I smile. That was a beautiful thing. But I could say that about every minute of our wedding day. Sarah planned the whole thing top to bottom—all I had to do was pay the bills and show up like any other guest—and it was glorious. When she walked down the aisle toward me, I truly thought I’d died and gone to heaven. And when she said, “I do”—when she officially became my wife in front of God and everyone—it was the happiest moment of my life.

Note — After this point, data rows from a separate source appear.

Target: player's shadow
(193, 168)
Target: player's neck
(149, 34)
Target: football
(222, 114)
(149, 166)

And then there was the party. Holy fuck, what a fucking party. I mean, Jesus, I even danced. All night long. With Sarah, of course, but also with Georgia and her new boyfriend and Trey and Miss Westbrook and her kids (including my namesake himself, who turned out to be quite a strapping young lad) and Sarah’s mom and Kat and Josh and Henn and a whole bunch of Sarah’s awesome friends. I even danced with Uncle William after the Scotch started flowing, after the band had kicked things into high gear.
I’ve never had so much fun in my life—good old fashioned, silly fun. Well, yeah, I’ve had plenty of silly fun with Sarah, of course—and with Josh, too—but I’ve never let loose like that with anyone besides those two, and especially not with a whole room full of people, some of whom I honestly didn’t even know. What a stroke of genius on Sarah’s part to rent out Canlis for the occasion. What better place to celebrate than the site of our first date?
“Earth to Jonas.”
I smile at her.
“What are you thinking about, baby?”
“Our amazing wedding.”
“It was amazing, wasn’t it? Did you see Uncle William dancing with Kat?” Sarah asks. “He was adorable.”
“Yeah. And did you see Henn trying to do some kind of, like, weird break dancing thing?”
Sarah laughs. “I honestly didn’t know what the heck Henn was trying to do. I was a bit concerned for his safety.”
“And the safety of everyone around him on the dance floor.”
She laughs.
“Let’s do it again soon.”
Sarah shoots me a look that says I’m a complete idiot. “Let me explain something kind of basic to you, love. The thing about having a wedding is that, if you’re really lucky, you only do it once. The whole concept is specifically designed as a one-off.” She smirks.